Whitehorse is experiencing widespread and untraceable COVID-19 cases, Silver said Wednesday.

He forced the territory to declare a state of emergency on Monday with measures to reduce transmission that include wearing masks indoors and limits on gatherings from November 13 to December 3.

“Being able to predict when this is going to happen is not something any jurisdiction can do, but preparing for the inevitable is something we are spending a lot of time and energy in,” said Silver. .

Daily cases of COVID-19 in Whitehorse have dropped from 10 to 30 over the past week, he told a news conference.

“We have also learned that COVID-19 is not done with us even though we have had enough,” Silver said. “By taking these measures now, we hope to be able to stop the rapid transmission that we are currently seeing in the territory. “

The territory has reopened a COVID-19 testing facility in Whitehorse, which will operate seven days a week, including Remembrance Day, and no appointment is required, he said.

“Please, I’m begging you, get yourself vaccinated,” Silver said. “These vaccines are safe and save lives. “

The territory has also accelerated the implementation of proof of vaccination requirements to access designated facilities and services for residents aged 12 and older, Silver said.

Beginning Saturday, residents of the Yukon must present a hard or digital copy of proof of vaccination and government-issued photo ID to access services and facilities, Silver said.

There are currently 156 active cases of COVID-19 in the territory, with eight people hospitalized, said Dr.
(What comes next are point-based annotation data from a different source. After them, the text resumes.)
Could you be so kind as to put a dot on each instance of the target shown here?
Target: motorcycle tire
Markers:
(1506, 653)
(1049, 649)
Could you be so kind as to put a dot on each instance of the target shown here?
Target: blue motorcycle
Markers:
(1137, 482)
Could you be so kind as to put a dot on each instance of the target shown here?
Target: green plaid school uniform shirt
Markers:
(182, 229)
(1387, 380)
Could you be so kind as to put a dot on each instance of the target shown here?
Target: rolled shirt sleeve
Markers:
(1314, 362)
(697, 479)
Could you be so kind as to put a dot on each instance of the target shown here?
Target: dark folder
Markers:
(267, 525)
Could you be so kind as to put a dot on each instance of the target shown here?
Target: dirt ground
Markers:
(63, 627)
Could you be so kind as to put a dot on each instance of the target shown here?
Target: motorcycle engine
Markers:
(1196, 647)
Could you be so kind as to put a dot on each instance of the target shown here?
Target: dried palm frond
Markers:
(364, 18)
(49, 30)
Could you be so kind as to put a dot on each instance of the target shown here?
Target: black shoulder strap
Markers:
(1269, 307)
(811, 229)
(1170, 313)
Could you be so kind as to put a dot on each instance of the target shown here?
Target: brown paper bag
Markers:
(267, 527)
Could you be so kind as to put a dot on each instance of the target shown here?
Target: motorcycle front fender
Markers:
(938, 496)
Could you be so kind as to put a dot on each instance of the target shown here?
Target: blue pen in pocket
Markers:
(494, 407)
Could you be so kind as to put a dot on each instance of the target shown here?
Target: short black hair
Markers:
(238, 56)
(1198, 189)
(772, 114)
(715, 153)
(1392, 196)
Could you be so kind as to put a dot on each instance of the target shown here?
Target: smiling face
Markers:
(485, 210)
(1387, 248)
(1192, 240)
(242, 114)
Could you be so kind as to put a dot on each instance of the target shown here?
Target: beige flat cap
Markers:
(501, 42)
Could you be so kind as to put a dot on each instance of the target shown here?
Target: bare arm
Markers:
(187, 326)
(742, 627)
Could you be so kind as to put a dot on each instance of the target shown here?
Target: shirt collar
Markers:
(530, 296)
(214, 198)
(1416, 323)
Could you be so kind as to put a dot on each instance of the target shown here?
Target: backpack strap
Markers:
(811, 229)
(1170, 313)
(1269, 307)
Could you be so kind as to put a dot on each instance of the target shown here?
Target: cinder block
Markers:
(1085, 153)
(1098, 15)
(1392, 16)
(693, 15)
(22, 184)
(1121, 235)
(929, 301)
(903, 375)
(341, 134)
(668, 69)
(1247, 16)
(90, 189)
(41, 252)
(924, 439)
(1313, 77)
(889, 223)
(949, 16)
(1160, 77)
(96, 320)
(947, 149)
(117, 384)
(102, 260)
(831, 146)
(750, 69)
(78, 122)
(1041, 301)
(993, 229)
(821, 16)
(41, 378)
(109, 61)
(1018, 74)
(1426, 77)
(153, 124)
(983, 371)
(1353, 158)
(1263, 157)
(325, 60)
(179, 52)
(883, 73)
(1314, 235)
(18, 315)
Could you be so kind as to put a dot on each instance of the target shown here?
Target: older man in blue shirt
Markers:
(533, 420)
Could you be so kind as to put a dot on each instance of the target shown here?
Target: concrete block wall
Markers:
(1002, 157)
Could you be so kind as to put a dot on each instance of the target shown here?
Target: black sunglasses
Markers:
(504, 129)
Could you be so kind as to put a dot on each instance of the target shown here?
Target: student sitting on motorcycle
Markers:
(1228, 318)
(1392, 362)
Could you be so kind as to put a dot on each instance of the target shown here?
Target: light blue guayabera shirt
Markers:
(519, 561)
Catherine Elliott, acting chief medical officer of the Yukon.

Of the 156 cases, 108 are in Whitehorse, she said.

As of Friday, 89 percent of Yukon residents aged 12 and over had received their first dose of the vaccine and 85 percent of residents were fully immunized.

Elliott said the increase in cases can be attributed to actions of the highly contagious Delta variant, increased indoor activity as winter approaches, and transmission among unvaccinated people.

But COVID-19 cases among people who received two doses of the vaccine are also on the rise, with a 50% increase since June, she said.

Elliott attributed the increase in infections among those who received two injections to the high amount of COVID-19 circulating in the Yukon and the time that has passed since people received their second dose of the vaccine.

She noted that it is normal for immunity to the vaccine to decline over time, which is why the government is now offering booster shots to people 50 years of age and older.

Elliot urged people to get vaccinated, saying it reduces the risk of getting infected with COVID-19 and reduces the risk of serious illness or death.

“It’s the drug that teaches our immune system to respond quickly and effectively to infection,” Elliott said.

She said the territory is also closely monitoring other jurisdictions across Canada to determine when to offer a more extensive recall program.